Phantom braking or false positives may be triggered by a variety of conditions depending on the sensor systems employed by the vehicle, explained a NHTSA spokesperson over email. “As driver assistance systems continue to evolve to employ more effective software filtering, multi-sensor designs, and mitigation strategies, false positives have decreased,” they wrote.
Given that NHTSA recently proposed requiring AEB on all passenger cars and light trucks, it seems imperative researchers and designers focus heavily on reducing or eliminating braking errors. AEye with 4Sight+ is poised to do its part. “A comprehensive sensor set, inclusive of a software-definable LiDAR, which performs well at night, in all weather conditions with high resolution at long distances, provides better probability of detection with reduced false positives to help eliminate phantom braking in ADAS systems entirely,” Fisch said.
Addressing Hazardous Vehicle Cut-Ins
A bonus for Tier 1s developing LiDAR on the 4Sight+ platform is that is can now address hazardous vehicle cut-ins.
“Cut-in applications are not new in automotive,” Boulay said. “Such a use case is already taken into account by OEMs and Tier 1s in standard applications like adaptive cruise control and the automated emergency braking application, but at this time, it is based on camera and radar sensors.”
Dangerous vehicle cut-ins are among the most studied areas in ADAS and autonomous vehicle development and assessment. The landmark 1994 University of Indiana study on traffic safety found that human error was the cause of all lane change or merge crashes. The Indiana researchers concluded that 89 percent of these crashes were due to drivers failing to recognize the hazard. As technologists set about to mitigate cut-in risk with driver-assist applications, researchers in a 2019 SAE technical paper cast doubt on the ability of ADAS and automated vehicle systems to behave as well as humans in cut-in scenarios. Those and other researchers have defined and prioritized normal and dangerous cut-in scenarios to assist in designing and assessing predictive safety applications.

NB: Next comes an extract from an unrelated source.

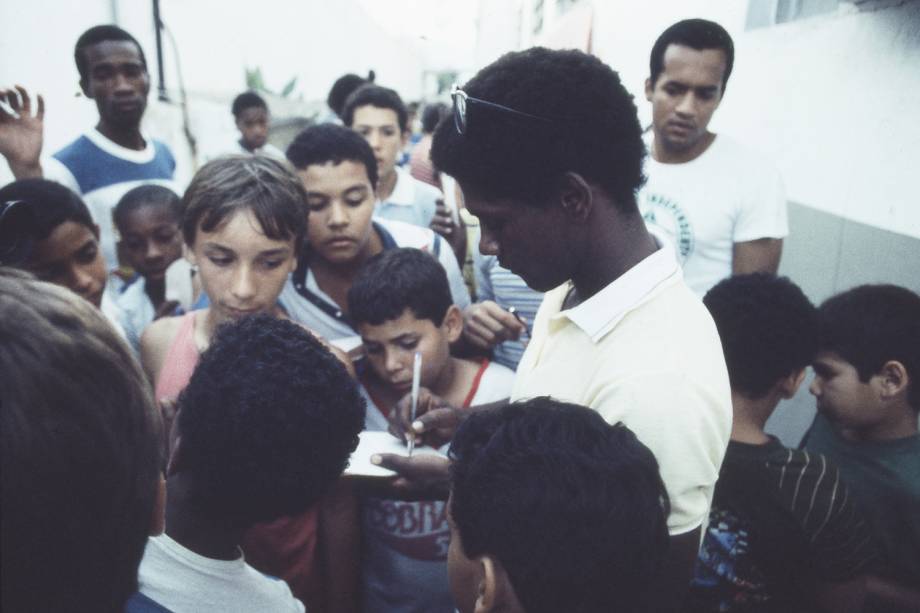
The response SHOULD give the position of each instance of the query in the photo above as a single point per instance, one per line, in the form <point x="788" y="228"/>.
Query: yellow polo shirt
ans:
<point x="643" y="351"/>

More recently, a 2022 NCAP report revealed that vehicle cut-ins account for 12 percent of potentially dangerous situations that an autonomous vehicle may encounter during lane keeping on a freeway and ranked the most dangerous scenario as when an automated vehicle’s lane is clear, but a vehicle suddenly cuts in from a congested lane – a scenario that requires quick and precise reactions to prevent a collision.
It seems clear that any improvement in predictive safety applications focused on cut-ins can positively affect crash statistics.
The LiDAR Market Ahead
Despite doubt about the future of LiDAR technology, OEMs and other major players are bringing new products with LiDAR to market. Daimler, Volvo, MobileEye, Honda, Waymo, Aurora, Kodiak Robotics, and others announced new products and LiDAR plans during CES 2023. For their part, AEye teamed with Continental at the show to demonstrate how Continental’s HRL 131’s long-range capabilities enable safety improvements and L3+ ADAS features in commercial and passenger vehicles. They’ve also obtained impressive funding, securing $90 million in private equity and approximately $254 million in public equity from top institutional and corporate investors.
“Automakers are on a fast track to deliver intuitive, reliable ADAS services that improve safety,” Fisch said. “Our architecture allows us to match their timeline and brings OEMs and our partners one step closer to achieving their mission of Vision Zero: zero fatalities, injuries, and accidents.”